Despite the movement calling for the abolition of performance reviews, many organisations are still using them in some way, shape or form.  But in the midst of all this work a golden opportunity is often lost by organisations - the chance to turn performance review data into strategic information.

So the organisation's people have invested time and hard work in performance reviews - how can the organisation capitalise on that investment beyond the manager-team member relationship?  Firstly, through analysis, including:

  • Examining the overall distribution of performance ratings (across the whole business, each department, demographic groups etc);
  • Identifying the higher and lower performing departments, teams etc based upon average performance ratings and achievement against objectives;
  • Identifying in broad groupings (e.g. sales, financial etc) which performance objectives the organisation is performing exceptionally or poorly against; and
  • Identifying those broad competency/behaviour areas for which the data indicates the organisation's people are strongest in and conversely the weakest areas of competency. 

Of course, this task will be much easier for those using an online performance management system compared with a paper-based process, where aggregate data is much harder to access, compile and utilise. 

Now that the analysis is complete we need to try and reconcile the performance review data and real world results.  Does the data reflect the actual performance of the business, department etc this year?  For example, if the business failed to meet most of its targets for the year yet recorded very high average performance ratings for its people, something is clearly amiss.  Also, is your performance review process driving or highlighting bias experienced by certain demographic groups (i.e part-time employees less likely to be rated as a high performer than full-time employees)?

If the performance review data doesn't reflect the organisation's performance then it is likely that people's performance objectives weren't well aligned with the business strategy in the first place or managers are rating people's performance higher than is warranted (avoiding difficult conversations). While not an ideal outcome, it does provide some great learnings that can be improved upon immediately for the start of the new cycle and therefore help make an organisation's performance management process more effective in driving business results.

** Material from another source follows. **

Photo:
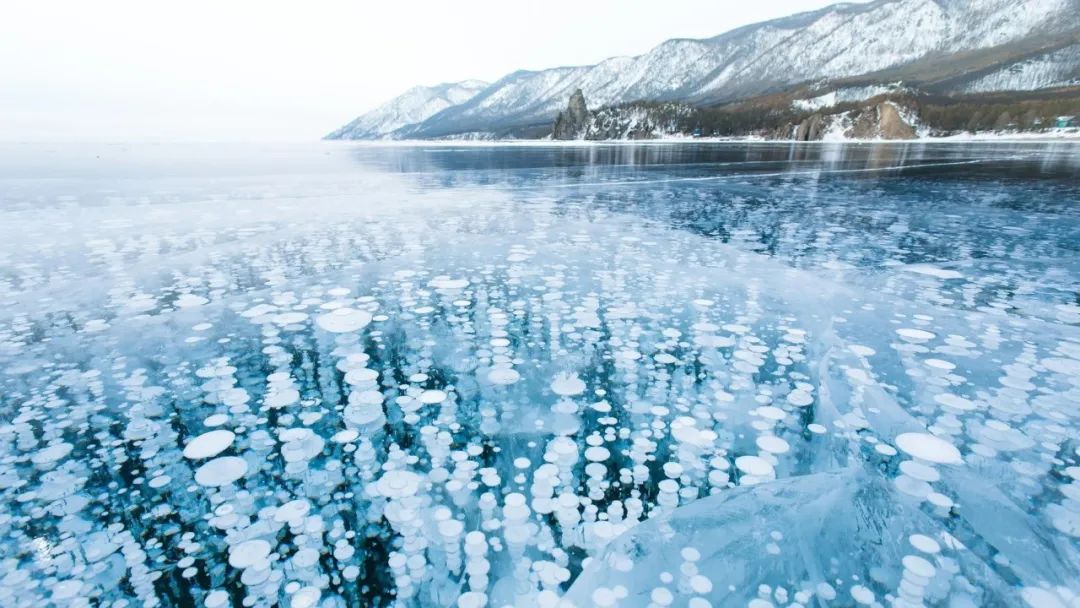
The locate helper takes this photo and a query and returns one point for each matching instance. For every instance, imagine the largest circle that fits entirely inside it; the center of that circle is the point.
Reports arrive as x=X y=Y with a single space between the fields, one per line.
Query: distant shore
x=1070 y=136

If the performance review data does generally reflect the organisation's performance then you have a wealth of data to utilise including:

  • Look for the lower performing competencies/behaviours across the organisation and feed this into high level development planning in order to drive improvement.
  • Further analyse the reason for lower performance in certain performance objective categories (e.g. customer service) and then develop and implement a strategy to turn things around - this is where improved business performance will come from.
  • Examine the correlation between performance against competencies and performance objectives - if you have identified those competencies which are predictive of strong job performance then people who rate highly against role competencies should also generally be top performers (if the data doesn't support this then you have more analysis to do).
  • Promote and celebrate the success/high performance in key performance areas and continue to focus on them - you want to maintain (and even improve) these aspects which are helping drive your organisation's current performance.

So there is a wealth of information available to organisations which undertake performance reviews linked to their business strategy.  There is a great opportunity for HR to add value to a business by undertaking the analysis of performance review data, presenting key findings and recommendations to the Executive Team, facilitating the discussion about the implications of the data, and driving improved business performance. Strategic HR!